Yup, it’s scientific by nature, but calming all the while. Journey of Water is almost a getaway in and of itself. With a small price tag, it brings the world of water to you, teaching you the basics of where water comes from, what forms it can take, how do we as humans use it, how does nature use it, and where does it go once it been used. Does the water we use come back to us? Yes. While that’s hard to believe for many youngsters, it’s true; and this app helps explain it all.
The graphics are colorful and bright, keeping kids’ attention, while the music is soothing and serene. I find that it calms the kids and keeps them occupied for some time, which is always a plus for parents and teachers. When you first download the app, you’ll see the main screen. From here, you can select what language in which you would like to use the app: English, Spanish, Simplified Chinese and Traditional Chinese. This makes it universally appealing and could even be used as a language learning tool as a side bonus while teaching science.
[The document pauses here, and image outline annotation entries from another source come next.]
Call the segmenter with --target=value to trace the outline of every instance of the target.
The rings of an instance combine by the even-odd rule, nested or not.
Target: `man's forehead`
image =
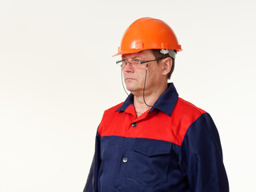
[[[136,58],[136,57],[139,57],[139,56],[146,56],[149,54],[149,52],[150,52],[150,50],[141,50],[141,51],[132,53],[132,54],[122,54],[122,58]]]

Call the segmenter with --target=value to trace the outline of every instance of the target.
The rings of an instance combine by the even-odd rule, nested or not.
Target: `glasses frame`
[[[164,58],[156,58],[156,59],[153,59],[153,60],[147,60],[147,61],[141,61],[141,65],[144,64],[144,63],[147,63],[147,62],[154,62],[154,61],[159,61],[159,60],[162,60],[162,59],[164,59]],[[124,61],[126,61],[126,66],[127,66],[127,63],[129,62],[130,65],[133,66],[132,63],[130,63],[131,61],[134,61],[134,60],[140,60],[140,59],[133,59],[133,60],[130,60],[130,61],[127,61],[126,59],[122,59],[122,60],[119,60],[119,61],[117,61],[115,63],[117,65],[118,65],[120,62],[123,62]],[[123,66],[123,64],[122,63],[121,65],[121,67]]]

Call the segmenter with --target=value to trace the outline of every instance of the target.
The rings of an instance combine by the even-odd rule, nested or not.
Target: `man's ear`
[[[163,76],[168,75],[168,74],[170,73],[170,71],[171,70],[172,64],[173,64],[173,60],[171,59],[171,58],[166,58],[162,59],[162,74]]]

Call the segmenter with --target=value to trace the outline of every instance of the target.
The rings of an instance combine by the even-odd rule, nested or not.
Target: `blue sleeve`
[[[187,130],[180,164],[190,191],[229,191],[219,135],[209,114],[201,115]]]
[[[101,136],[97,131],[95,140],[95,153],[83,192],[98,192],[98,175],[99,166],[101,165],[100,143]]]

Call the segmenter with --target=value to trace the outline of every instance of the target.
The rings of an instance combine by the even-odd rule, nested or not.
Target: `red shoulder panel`
[[[115,112],[122,103],[105,111],[98,133],[104,136],[143,138],[170,142],[181,145],[188,127],[204,110],[178,98],[170,116],[158,110],[146,112],[137,118],[130,105],[130,113]],[[134,113],[130,111],[134,110]]]

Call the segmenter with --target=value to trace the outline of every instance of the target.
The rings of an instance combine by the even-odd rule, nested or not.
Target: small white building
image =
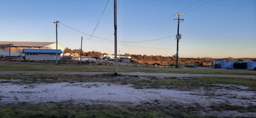
[[[60,54],[63,52],[60,50],[58,50],[57,55],[56,55],[56,50],[24,49],[23,52],[25,55],[26,60],[56,60],[57,57],[58,60],[60,60]]]
[[[64,51],[64,48],[59,43],[58,49]],[[56,49],[56,42],[0,41],[0,55],[4,56],[24,56],[24,49]],[[61,54],[61,56],[63,54]]]

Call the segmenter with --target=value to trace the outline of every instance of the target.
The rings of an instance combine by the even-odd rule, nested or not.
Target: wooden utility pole
[[[57,31],[58,23],[59,23],[59,22],[57,20],[56,20],[56,22],[53,22],[56,24],[56,64],[58,63],[58,35]]]
[[[114,28],[115,30],[115,66],[114,74],[117,76],[117,25],[116,25],[116,0],[114,1]]]
[[[179,18],[180,16],[184,16],[184,14],[180,14],[179,12],[179,14],[174,14],[174,15],[177,15],[178,16],[178,18],[177,19],[175,19],[174,20],[178,20],[178,33],[177,33],[177,36],[176,36],[176,39],[177,39],[177,52],[176,54],[176,68],[178,68],[178,60],[179,59],[179,56],[178,55],[179,52],[179,39],[181,39],[181,35],[180,35],[179,33],[179,22],[180,20],[184,20],[184,19],[180,19]]]
[[[81,49],[80,49],[80,64],[82,61],[82,44],[83,42],[83,37],[82,37],[81,39]]]
[[[119,54],[118,55],[119,56],[120,55],[120,50],[121,50],[121,49],[118,49],[118,53]]]

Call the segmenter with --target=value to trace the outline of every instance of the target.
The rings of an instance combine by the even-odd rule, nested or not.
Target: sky
[[[179,57],[256,58],[256,1],[117,1],[118,41],[176,35],[178,23],[174,19],[178,17],[173,15],[179,12],[185,19],[179,25],[183,38]],[[79,49],[81,37],[89,38],[100,18],[92,36],[92,36],[83,40],[82,49],[114,54],[114,0],[109,1],[102,14],[107,2],[1,1],[0,41],[56,42],[53,22],[57,20],[89,35],[58,24],[58,42],[64,48]],[[176,54],[174,37],[118,42],[117,48],[120,54],[172,56]],[[248,47],[252,47],[244,48]]]

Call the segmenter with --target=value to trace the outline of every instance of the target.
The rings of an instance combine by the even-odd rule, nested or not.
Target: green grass
[[[156,118],[165,117],[166,116],[159,112],[141,108],[126,109],[97,106],[9,103],[0,105],[0,117]]]
[[[50,67],[0,66],[0,71],[53,71],[113,72],[114,66],[104,65],[50,65]],[[53,66],[53,65],[54,66]],[[118,66],[119,72],[139,72],[150,73],[201,74],[237,75],[256,75],[256,71],[248,70],[180,69]]]
[[[66,82],[73,83],[76,82],[99,82],[131,84],[135,88],[208,88],[219,86],[216,84],[231,84],[242,85],[249,88],[247,90],[256,91],[256,80],[237,78],[214,77],[192,77],[187,78],[177,78],[176,77],[163,79],[155,77],[124,76],[115,76],[113,74],[94,76],[66,74],[14,74],[0,75],[0,83],[30,84],[38,83],[55,83]],[[12,81],[11,79],[19,80],[20,81]],[[234,86],[235,86],[235,85]],[[227,89],[238,89],[227,87]]]

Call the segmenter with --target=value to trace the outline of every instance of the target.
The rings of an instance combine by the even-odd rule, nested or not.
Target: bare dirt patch
[[[0,104],[3,105],[25,102],[28,105],[50,104],[65,108],[143,108],[162,113],[164,115],[157,115],[165,117],[256,116],[256,92],[250,90],[254,90],[250,84],[254,80],[111,74],[1,77]],[[226,81],[218,81],[225,79]],[[232,84],[238,79],[241,83]]]

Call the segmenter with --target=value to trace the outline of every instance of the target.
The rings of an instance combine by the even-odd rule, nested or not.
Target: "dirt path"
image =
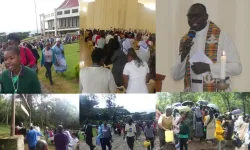
[[[143,142],[145,140],[144,136],[140,136],[139,140],[135,141],[134,150],[147,150],[143,147]],[[95,138],[93,138],[93,144],[95,145]],[[234,150],[234,146],[232,144],[226,144],[225,142],[222,143],[222,150]],[[89,150],[88,145],[85,142],[80,143],[80,150]],[[100,146],[97,146],[95,150],[102,150]],[[113,135],[113,142],[112,142],[112,150],[129,150],[127,146],[126,140],[123,139],[123,136]],[[154,150],[160,150],[160,142],[159,138],[157,137],[155,140],[155,147]],[[161,150],[168,150],[162,148]],[[192,141],[189,144],[189,150],[218,150],[217,144],[209,144],[205,141]]]

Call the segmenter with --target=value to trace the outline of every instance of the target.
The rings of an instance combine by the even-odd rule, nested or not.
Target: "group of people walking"
[[[82,129],[85,135],[86,144],[90,147],[90,150],[94,150],[96,146],[101,146],[102,150],[112,149],[114,138],[123,138],[130,150],[134,150],[135,141],[138,140],[141,136],[141,133],[144,133],[145,141],[151,143],[150,146],[147,146],[148,150],[153,150],[154,148],[154,139],[155,139],[155,126],[153,121],[133,121],[128,119],[127,123],[123,121],[114,122],[112,125],[108,124],[106,121],[99,122],[99,125],[95,127],[91,124],[90,121],[86,121],[84,128]],[[95,131],[96,129],[96,131]],[[97,133],[96,145],[93,144],[93,132]],[[122,137],[123,136],[123,137]],[[142,138],[143,139],[143,138]],[[119,143],[122,145],[122,143]],[[143,145],[143,142],[140,146]]]
[[[10,33],[7,36],[8,42],[0,44],[1,60],[1,93],[41,93],[41,86],[37,76],[39,43],[36,40],[32,42],[22,42],[16,33]],[[41,49],[40,65],[46,68],[45,76],[53,85],[51,67],[54,65],[57,73],[63,73],[67,70],[64,47],[61,39],[57,38],[47,42],[46,47]],[[41,47],[40,47],[41,48]]]
[[[166,108],[166,112],[158,118],[159,140],[162,149],[188,150],[193,140],[217,144],[218,150],[224,149],[229,141],[235,150],[248,150],[249,116],[221,114],[213,107],[199,105],[185,106],[183,109]],[[166,141],[169,137],[174,139]]]
[[[56,150],[79,150],[79,137],[77,133],[70,132],[59,125],[55,130],[48,127],[44,132],[40,131],[39,126],[31,125],[26,130],[23,123],[16,127],[16,135],[23,135],[28,143],[29,150],[48,150],[48,144],[54,144]],[[40,138],[40,137],[45,137]]]
[[[81,92],[116,93],[121,87],[126,93],[149,92],[147,83],[155,78],[155,34],[112,29],[86,30],[85,36],[94,50],[92,66],[80,72]]]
The overall layout of the app is a sequence of islands that represent where water is used and where water undergoes transformations. The first starts the user off in a city setting. One person is taking a shower, a factory is making something and washing things with water, another person is watering their plants, and the runoff from each of these is shown at the bottom of the screen, representing the sewer system. The water is of course “treated” before leaving the sewer system and makes its way to a river. This is the next island. In the city, children are encouraged to tap on water drops to learn more about each use of water and what happens to the water after use.
As you tap on and perform different basic activities, the app moves you along to the next step. Geared for younger children, the app will prompt players on where to tap and what to do to carry out a function. There is nothing overly complicated, not that kids can’t figure it out, but the point of the app is to gently educate. There are several informative screens that talk about the three scientific forms of water. Teach them to kids at an early age and they will be able to move on to more complex concepts in science class.
There is a portal for parents only which adults can get to by solving some equations. I’m not really sure why they did not want kids to gain access except for the fact that you could send an email.
Overall, Journey of Water is a very interesting and educational tool that parents and teachers can use to help start or supplement a science curriculum. Sometimes watching and listening help to get an idea across, and this app has done a good job of teaching humans about the importance of water.